Nothing in the arsenal of human resources has more power to influence every aspect of our lives or more potential to affect the world around us than our capacity to believe. What we believe, and the degree to which that belief is genuine, will have more impact on us—whether for good or evil—than any other ability we possess. Yet in spite of that, the subject rarely gets the direct attention it deserves, and the culture surrounding us actively promotes some tragic ‘upside down thinking’ regarding the direction of this profound capacity. Because of that, in the struggle to identify those things that are ‘vital’ in life, our beliefs are often relegated to some obscure, obtuse category; and though the issue may be considered psychologically intriguing, for all too many, it remains religiously isolated and pragmatically irrelevant. The power to believe certainly doesn’t rank up there with such significant issues of life as our IQ, our financial status, or how our hair looks.
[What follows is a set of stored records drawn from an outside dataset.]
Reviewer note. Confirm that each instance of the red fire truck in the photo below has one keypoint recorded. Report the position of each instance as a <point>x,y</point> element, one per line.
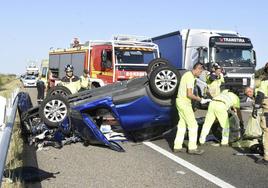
<point>122,58</point>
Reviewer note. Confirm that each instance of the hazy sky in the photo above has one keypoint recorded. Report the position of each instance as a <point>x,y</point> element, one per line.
<point>28,28</point>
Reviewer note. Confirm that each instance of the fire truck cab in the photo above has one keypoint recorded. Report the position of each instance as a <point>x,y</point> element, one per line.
<point>122,58</point>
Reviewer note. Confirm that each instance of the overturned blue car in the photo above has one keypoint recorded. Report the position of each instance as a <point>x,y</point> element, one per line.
<point>141,109</point>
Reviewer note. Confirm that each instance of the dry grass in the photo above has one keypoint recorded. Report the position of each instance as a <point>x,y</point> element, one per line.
<point>14,158</point>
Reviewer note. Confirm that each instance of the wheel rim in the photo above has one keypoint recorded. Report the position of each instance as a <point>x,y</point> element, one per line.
<point>157,65</point>
<point>61,92</point>
<point>166,81</point>
<point>55,111</point>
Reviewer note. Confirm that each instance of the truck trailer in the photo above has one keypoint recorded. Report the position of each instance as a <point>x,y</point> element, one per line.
<point>233,52</point>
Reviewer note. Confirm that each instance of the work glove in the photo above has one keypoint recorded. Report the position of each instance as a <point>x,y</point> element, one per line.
<point>255,111</point>
<point>204,101</point>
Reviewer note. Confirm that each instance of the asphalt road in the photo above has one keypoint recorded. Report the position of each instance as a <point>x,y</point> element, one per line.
<point>143,166</point>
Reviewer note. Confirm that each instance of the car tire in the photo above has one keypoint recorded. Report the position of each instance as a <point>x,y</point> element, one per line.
<point>59,90</point>
<point>60,107</point>
<point>164,82</point>
<point>234,134</point>
<point>156,63</point>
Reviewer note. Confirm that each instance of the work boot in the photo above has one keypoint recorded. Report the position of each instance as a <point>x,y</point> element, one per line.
<point>181,150</point>
<point>261,161</point>
<point>196,151</point>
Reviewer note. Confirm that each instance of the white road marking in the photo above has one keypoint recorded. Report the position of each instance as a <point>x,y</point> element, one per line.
<point>181,172</point>
<point>190,166</point>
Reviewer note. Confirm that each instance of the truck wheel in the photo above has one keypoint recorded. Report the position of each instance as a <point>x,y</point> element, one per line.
<point>59,90</point>
<point>164,82</point>
<point>156,63</point>
<point>54,109</point>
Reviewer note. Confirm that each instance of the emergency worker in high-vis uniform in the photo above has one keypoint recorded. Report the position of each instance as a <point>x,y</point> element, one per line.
<point>186,113</point>
<point>214,80</point>
<point>261,101</point>
<point>71,81</point>
<point>218,108</point>
<point>84,80</point>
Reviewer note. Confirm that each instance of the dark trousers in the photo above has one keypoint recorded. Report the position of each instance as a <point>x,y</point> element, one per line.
<point>40,90</point>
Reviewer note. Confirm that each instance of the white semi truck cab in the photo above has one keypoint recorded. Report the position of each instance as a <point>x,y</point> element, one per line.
<point>229,49</point>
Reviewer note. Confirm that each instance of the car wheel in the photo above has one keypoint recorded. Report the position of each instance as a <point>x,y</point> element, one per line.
<point>53,110</point>
<point>164,82</point>
<point>156,63</point>
<point>234,134</point>
<point>59,90</point>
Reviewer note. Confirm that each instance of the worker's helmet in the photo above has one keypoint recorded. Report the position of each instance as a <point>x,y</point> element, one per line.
<point>69,68</point>
<point>216,66</point>
<point>235,99</point>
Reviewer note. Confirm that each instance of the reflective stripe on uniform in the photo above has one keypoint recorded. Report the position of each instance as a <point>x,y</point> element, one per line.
<point>187,82</point>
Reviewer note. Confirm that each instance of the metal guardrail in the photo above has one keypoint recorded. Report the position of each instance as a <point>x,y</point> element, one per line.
<point>6,129</point>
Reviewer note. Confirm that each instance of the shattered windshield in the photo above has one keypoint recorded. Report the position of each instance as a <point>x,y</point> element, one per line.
<point>229,57</point>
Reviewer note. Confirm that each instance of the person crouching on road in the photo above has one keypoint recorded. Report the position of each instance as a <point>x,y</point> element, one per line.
<point>261,101</point>
<point>71,81</point>
<point>218,108</point>
<point>186,113</point>
<point>84,80</point>
<point>214,80</point>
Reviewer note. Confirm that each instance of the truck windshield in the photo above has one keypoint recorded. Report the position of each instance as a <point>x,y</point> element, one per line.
<point>232,56</point>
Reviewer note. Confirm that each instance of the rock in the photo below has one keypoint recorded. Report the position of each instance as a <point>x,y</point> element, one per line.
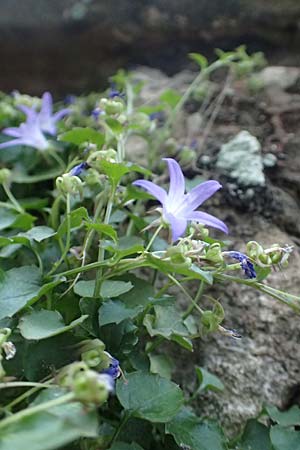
<point>283,77</point>
<point>73,45</point>
<point>241,160</point>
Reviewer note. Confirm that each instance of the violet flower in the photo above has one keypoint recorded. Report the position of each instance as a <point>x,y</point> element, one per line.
<point>28,133</point>
<point>179,208</point>
<point>46,118</point>
<point>246,264</point>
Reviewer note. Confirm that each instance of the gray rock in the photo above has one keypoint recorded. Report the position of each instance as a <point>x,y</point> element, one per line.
<point>241,160</point>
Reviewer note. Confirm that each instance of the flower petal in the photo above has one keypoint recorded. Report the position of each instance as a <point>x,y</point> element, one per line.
<point>46,108</point>
<point>60,114</point>
<point>199,194</point>
<point>11,143</point>
<point>12,131</point>
<point>157,192</point>
<point>177,183</point>
<point>208,219</point>
<point>177,224</point>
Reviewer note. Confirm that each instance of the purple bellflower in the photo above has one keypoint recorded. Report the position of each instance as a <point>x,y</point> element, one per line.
<point>114,367</point>
<point>46,118</point>
<point>179,208</point>
<point>246,264</point>
<point>28,133</point>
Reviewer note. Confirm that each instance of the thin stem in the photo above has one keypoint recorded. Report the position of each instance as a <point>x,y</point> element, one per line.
<point>37,408</point>
<point>196,299</point>
<point>12,199</point>
<point>68,238</point>
<point>101,248</point>
<point>123,422</point>
<point>13,384</point>
<point>154,236</point>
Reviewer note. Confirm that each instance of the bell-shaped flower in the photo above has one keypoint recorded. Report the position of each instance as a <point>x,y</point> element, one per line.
<point>28,133</point>
<point>179,208</point>
<point>46,118</point>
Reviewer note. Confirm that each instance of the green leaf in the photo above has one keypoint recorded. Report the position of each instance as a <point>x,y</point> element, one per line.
<point>167,322</point>
<point>124,446</point>
<point>109,288</point>
<point>199,59</point>
<point>39,233</point>
<point>20,287</point>
<point>284,418</point>
<point>149,397</point>
<point>79,135</point>
<point>255,436</point>
<point>284,438</point>
<point>171,97</point>
<point>162,365</point>
<point>44,324</point>
<point>102,228</point>
<point>188,430</point>
<point>167,267</point>
<point>116,311</point>
<point>51,429</point>
<point>208,381</point>
<point>77,217</point>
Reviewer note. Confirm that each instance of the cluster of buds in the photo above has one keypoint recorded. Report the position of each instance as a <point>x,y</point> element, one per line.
<point>275,255</point>
<point>96,157</point>
<point>69,184</point>
<point>5,176</point>
<point>7,348</point>
<point>88,386</point>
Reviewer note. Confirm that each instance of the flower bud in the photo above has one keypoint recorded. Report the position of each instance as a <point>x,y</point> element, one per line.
<point>95,158</point>
<point>92,388</point>
<point>68,184</point>
<point>5,176</point>
<point>112,106</point>
<point>214,253</point>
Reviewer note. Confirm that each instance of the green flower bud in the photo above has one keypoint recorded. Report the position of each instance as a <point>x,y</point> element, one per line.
<point>95,158</point>
<point>5,176</point>
<point>91,388</point>
<point>112,106</point>
<point>68,184</point>
<point>214,253</point>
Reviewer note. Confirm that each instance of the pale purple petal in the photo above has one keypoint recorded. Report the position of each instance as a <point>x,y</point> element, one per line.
<point>12,131</point>
<point>11,143</point>
<point>46,108</point>
<point>154,190</point>
<point>207,219</point>
<point>199,194</point>
<point>60,114</point>
<point>177,224</point>
<point>177,183</point>
<point>29,112</point>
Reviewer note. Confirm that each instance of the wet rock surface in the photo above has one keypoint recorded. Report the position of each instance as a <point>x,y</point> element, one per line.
<point>264,365</point>
<point>71,46</point>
What We Believe Determines Everything ~
Identifying which things among life’s priority choices are really the most important and evaluating where they fit in our lives can be challenging. The popular culture’s values —money, power, recognition, adoration, unbridled sexual license, and freedom from boundaries and accountability — are continuously promoted as sources of consummate fulfillment regardless of the total lack of supportive evidence. Those who hold those values reach out every day in a bid to capture our attention and forge an inroad to our decision-making apparatus. If they can influence what we think and what we feel, they have an access point through which to invade and secure the most vital territory we have — what we believe. Whoever owns that territory basically owns us, because the things we believe will ultimately determine how we act and how we conduct life. We’re told that life’s major objectives, like happiness, success, and prosperity, can be ensured if we simply do certain things. Love, adoration, universal acceptance, and financial success can be ours if only we wear these clothes, apply this makeup, use this shampoo, drive this car, and have this credit card in our wallet. To say the least, the path to ultimate fulfillment in America seems confusing and runs in a lot of different directions.

Blind by Choice–image by Jim Bucc
A Path With a Dead End ~
Every path to fulfillment the world offers eventually leads to this unavoidable conclusion. The very life they promise to fulfill is doomed from the beginning. Those who believe that the world’s values lead to some personal utopia sooner or later discover that what was promised cannot be produced. The things offered as fulfillment turn out to be hollow and transient, but there’s also another problem. They want us to believe that fulfillment depends entirely on human effort and accomplishment, meaning that all those unable to achieve or acquire those necessary elements would be eliminated. In spite of that, multitudes blindly believe the promises and struggle through life in the vain hope they can be one of the ‘winners’.
Jesus — A Shocking Contrast ~
What a stark contrast Jesus Christ represents to all of that. There is no state of fulfillment that could ever surpass what He offers — a condition in which every flaw is removed, every defect corrected, all negative influences eliminated, and the cessation of life itself is rendered impossible. That is the kind of fulfillment that Jesus came to secure. The world’s offerings are never available to everyone because they require efforts that are limited to those with certain abilities. The consummate, eternal fulfillment Jesus promised is offered to everyone. There are no innate abilities or impassioned efforts required, just the simple application of our power to believe.
No Call for Blind Faith from Jesus ~
The only call to faith that is ‘blind’ comes from a world whose values are empty and whose promises are doomed to failure. Jesus doesn’t want blind trust. He challenges us to come to Him with life’s hard questions in hand and our eyes wide open—no coercion, no deception, no sensual allurements—just truth about who we are, who He is, and what life is really about. Jesus’ words, His life, His death, and His resurrection call us to open our eyes, not close them, and to abandon the vacuous promises of the world that trap us in a hopeless rat maze that ends in frustration and death. The faith He calls us to isn’t blind at all. It allows us to see the only way out.
The blind are always more at risk than those who can see, and nowhere is that truer than the case of those who blindly believe without examining the basis of that belief. We don’t receive everything God has promised immediately, but for those who believe, there’s enough fulfillment here and now for us to confidently expect that everything else will ultimately follow.